Malgré la singularité du plaisir et de tout chemin initiatique, on ne peut oublier que l'homme vit avec d'autres hommes, dans un monde et plus largement un univers qui se reflètent en lui. Il est illusoire de lutter contre eux (d'où la doctrine de la non violence, ou, pour le taoïsme, du "non agir"). Ce n'est pas en dominant le monde, les animaux ou la nature que l'on découvre sa force. Les catastrophes naturelles rappellent régulièrement que la nature n'a que faire de la "puissance" de l'homme. Qu'il le veuille ou non, il doit s'harmoniser avec ce qui l'entoure, tisser des liens  (pour reprendre une étymologie du mot "tantra"), et chercher ainsi une extase qui devient fusion avec l'univers. À deux, cela est évidemment plus facile, mais  n'est pas indispensable. 

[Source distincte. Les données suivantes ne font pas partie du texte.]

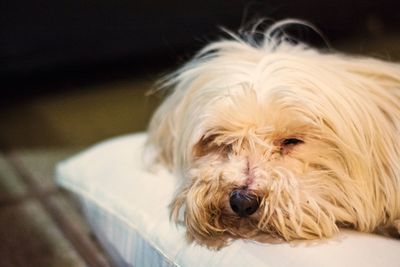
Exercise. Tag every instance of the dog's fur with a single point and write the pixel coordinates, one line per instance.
(227, 123)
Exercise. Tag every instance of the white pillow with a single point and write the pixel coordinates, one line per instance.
(127, 209)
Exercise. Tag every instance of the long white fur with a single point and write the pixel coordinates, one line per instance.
(249, 97)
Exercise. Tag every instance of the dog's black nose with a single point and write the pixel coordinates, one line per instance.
(243, 203)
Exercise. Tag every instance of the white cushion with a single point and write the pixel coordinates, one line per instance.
(127, 209)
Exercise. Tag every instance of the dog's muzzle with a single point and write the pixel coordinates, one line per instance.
(243, 202)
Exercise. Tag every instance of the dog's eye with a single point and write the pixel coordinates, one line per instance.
(291, 142)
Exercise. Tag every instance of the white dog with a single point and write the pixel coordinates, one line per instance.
(274, 138)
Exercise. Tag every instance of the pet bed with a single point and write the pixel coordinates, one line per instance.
(127, 209)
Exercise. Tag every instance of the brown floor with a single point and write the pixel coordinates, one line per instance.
(39, 224)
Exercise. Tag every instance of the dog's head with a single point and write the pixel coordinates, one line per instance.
(279, 139)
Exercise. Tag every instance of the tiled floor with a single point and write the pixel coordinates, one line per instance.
(39, 223)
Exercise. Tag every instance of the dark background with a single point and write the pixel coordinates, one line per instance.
(45, 44)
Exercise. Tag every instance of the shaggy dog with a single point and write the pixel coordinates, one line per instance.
(274, 138)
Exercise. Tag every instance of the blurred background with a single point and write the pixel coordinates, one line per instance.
(75, 72)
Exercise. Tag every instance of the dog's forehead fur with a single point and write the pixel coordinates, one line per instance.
(230, 111)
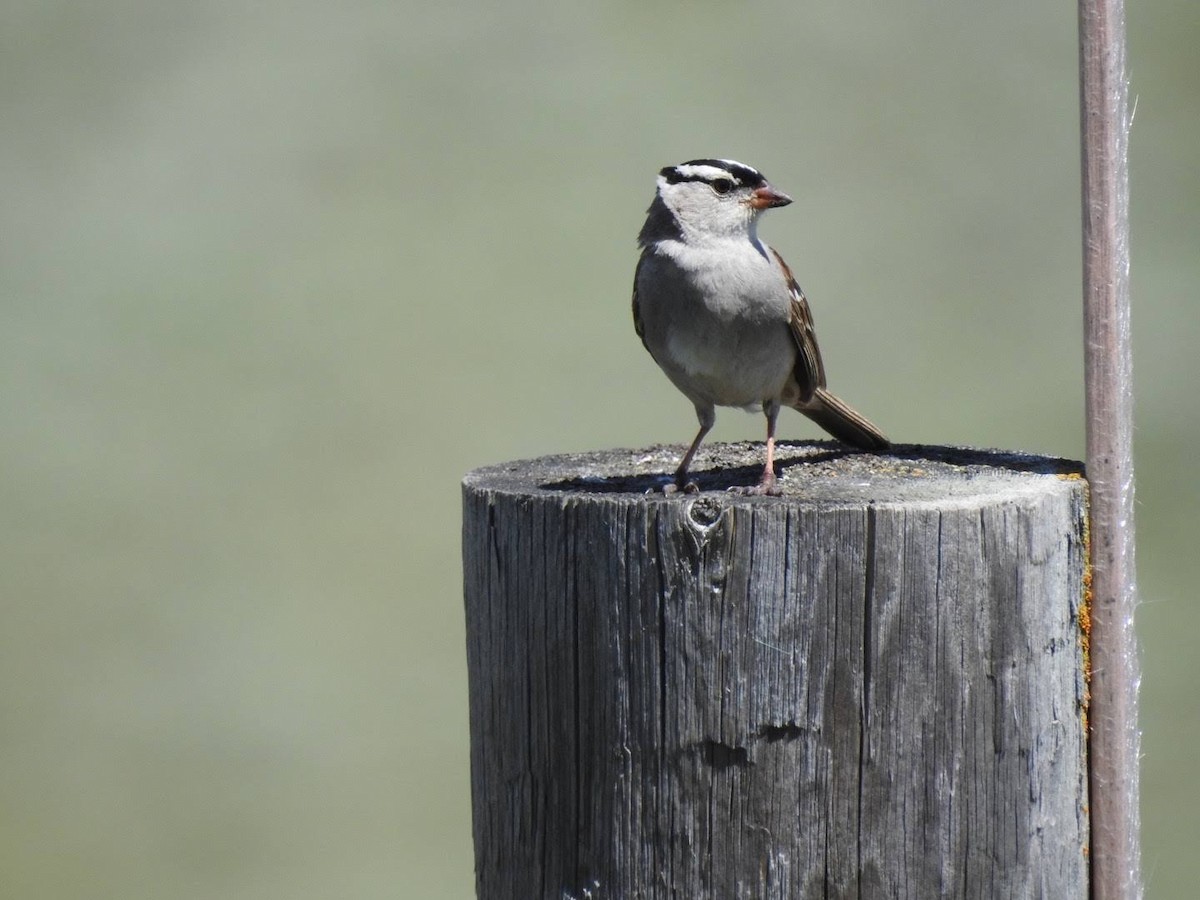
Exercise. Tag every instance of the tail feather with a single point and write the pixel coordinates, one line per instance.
(843, 423)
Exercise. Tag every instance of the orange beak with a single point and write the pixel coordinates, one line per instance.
(767, 197)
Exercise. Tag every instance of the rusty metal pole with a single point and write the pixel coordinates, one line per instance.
(1114, 743)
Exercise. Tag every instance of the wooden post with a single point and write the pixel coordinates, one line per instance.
(871, 687)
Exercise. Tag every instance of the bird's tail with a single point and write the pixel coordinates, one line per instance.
(841, 421)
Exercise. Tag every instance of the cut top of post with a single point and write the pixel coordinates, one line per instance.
(810, 472)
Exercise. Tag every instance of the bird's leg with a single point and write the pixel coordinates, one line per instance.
(767, 485)
(707, 418)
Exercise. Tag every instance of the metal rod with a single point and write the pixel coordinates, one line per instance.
(1114, 745)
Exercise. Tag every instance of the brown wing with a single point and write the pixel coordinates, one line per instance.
(637, 312)
(809, 369)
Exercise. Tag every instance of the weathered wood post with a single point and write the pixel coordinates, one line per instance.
(871, 687)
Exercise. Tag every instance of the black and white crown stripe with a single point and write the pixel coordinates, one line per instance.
(709, 171)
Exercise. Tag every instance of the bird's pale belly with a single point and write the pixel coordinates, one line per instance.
(733, 365)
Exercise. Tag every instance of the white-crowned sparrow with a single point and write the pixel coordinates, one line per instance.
(720, 312)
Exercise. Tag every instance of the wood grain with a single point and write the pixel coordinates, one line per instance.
(871, 687)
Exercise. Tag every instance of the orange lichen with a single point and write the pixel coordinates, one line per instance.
(1085, 610)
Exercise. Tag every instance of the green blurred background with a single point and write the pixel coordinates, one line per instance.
(276, 275)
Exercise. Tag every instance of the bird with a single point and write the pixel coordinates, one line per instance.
(721, 313)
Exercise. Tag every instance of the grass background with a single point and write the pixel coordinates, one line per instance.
(274, 276)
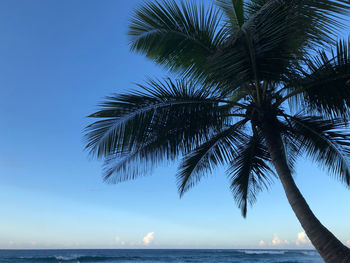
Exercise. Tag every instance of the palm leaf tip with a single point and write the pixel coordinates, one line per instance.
(218, 150)
(326, 142)
(249, 172)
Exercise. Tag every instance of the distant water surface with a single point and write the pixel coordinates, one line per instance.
(151, 256)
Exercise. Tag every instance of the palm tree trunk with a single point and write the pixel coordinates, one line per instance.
(328, 246)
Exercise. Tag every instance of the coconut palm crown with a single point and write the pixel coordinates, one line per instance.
(258, 83)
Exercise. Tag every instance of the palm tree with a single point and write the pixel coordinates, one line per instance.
(257, 84)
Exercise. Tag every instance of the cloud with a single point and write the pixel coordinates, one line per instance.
(276, 241)
(147, 240)
(302, 239)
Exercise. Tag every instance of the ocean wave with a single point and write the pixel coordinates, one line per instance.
(281, 252)
(76, 258)
(262, 252)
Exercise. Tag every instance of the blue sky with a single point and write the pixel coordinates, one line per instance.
(58, 60)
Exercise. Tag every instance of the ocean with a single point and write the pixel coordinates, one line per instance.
(152, 256)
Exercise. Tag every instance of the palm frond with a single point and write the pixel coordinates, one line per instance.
(325, 86)
(253, 6)
(180, 109)
(234, 14)
(217, 150)
(249, 172)
(275, 39)
(177, 36)
(326, 142)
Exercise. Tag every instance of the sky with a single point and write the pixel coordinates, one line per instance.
(59, 59)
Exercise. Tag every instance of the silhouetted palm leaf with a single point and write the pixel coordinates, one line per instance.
(326, 142)
(249, 171)
(220, 149)
(165, 120)
(179, 36)
(325, 87)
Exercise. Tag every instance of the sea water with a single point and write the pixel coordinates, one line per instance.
(150, 256)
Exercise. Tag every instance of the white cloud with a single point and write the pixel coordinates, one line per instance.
(276, 241)
(302, 239)
(147, 240)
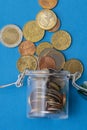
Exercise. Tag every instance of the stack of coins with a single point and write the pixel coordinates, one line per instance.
(50, 98)
(46, 55)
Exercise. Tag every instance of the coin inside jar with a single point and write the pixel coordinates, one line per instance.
(33, 32)
(27, 62)
(46, 62)
(73, 66)
(27, 48)
(11, 36)
(48, 4)
(46, 19)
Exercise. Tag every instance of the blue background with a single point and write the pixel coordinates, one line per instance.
(12, 100)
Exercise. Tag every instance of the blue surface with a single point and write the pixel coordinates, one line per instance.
(12, 100)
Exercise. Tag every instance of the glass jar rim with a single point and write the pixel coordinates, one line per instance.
(43, 73)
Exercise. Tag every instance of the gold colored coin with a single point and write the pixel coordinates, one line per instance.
(61, 40)
(32, 32)
(11, 36)
(46, 19)
(73, 66)
(42, 46)
(27, 62)
(48, 4)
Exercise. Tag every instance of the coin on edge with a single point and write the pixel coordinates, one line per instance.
(46, 19)
(42, 46)
(27, 48)
(27, 62)
(48, 4)
(73, 66)
(46, 62)
(61, 40)
(11, 36)
(33, 32)
(56, 27)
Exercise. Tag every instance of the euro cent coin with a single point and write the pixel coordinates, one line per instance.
(46, 19)
(48, 4)
(27, 62)
(33, 32)
(27, 48)
(11, 36)
(61, 40)
(42, 46)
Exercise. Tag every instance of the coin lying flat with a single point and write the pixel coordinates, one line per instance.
(46, 19)
(56, 27)
(48, 4)
(42, 46)
(33, 32)
(11, 36)
(27, 62)
(56, 55)
(46, 62)
(61, 40)
(27, 48)
(73, 66)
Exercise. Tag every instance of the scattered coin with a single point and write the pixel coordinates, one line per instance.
(46, 19)
(27, 48)
(48, 4)
(56, 27)
(42, 46)
(46, 62)
(11, 36)
(73, 66)
(61, 40)
(27, 62)
(32, 32)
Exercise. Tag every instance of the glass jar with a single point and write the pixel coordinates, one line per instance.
(47, 94)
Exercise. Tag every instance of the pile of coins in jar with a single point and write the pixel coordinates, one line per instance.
(46, 55)
(48, 94)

Le propre du tantrisme, par rapport à d'autres voies, est d'utiliser la sexualité pour progresser. En effet, il s'agit de suivre un chemin qui impose ses contraintes : ce n'est pas un simple massage, même partagé, qui permettra d'atteindre le septième ciel pour y demeurer. Ce n'est qu'un point de départ. L'essentiel de l'aventure est à venir, un peu comme lorsque l'on apprend à faire du vélo ; au début, cela semble extraordinaire de pouvoir avancer sur deux roues, mais on reste encore très loin de pouvoir franchir Tourmalet ! La force du tantrisme est qu'il ne cherche pas à détruire le monde ou ses habitants. C'est une doctrine positive qui n'exclut pas l'amour, mais qui ne peut se confondre avec lui.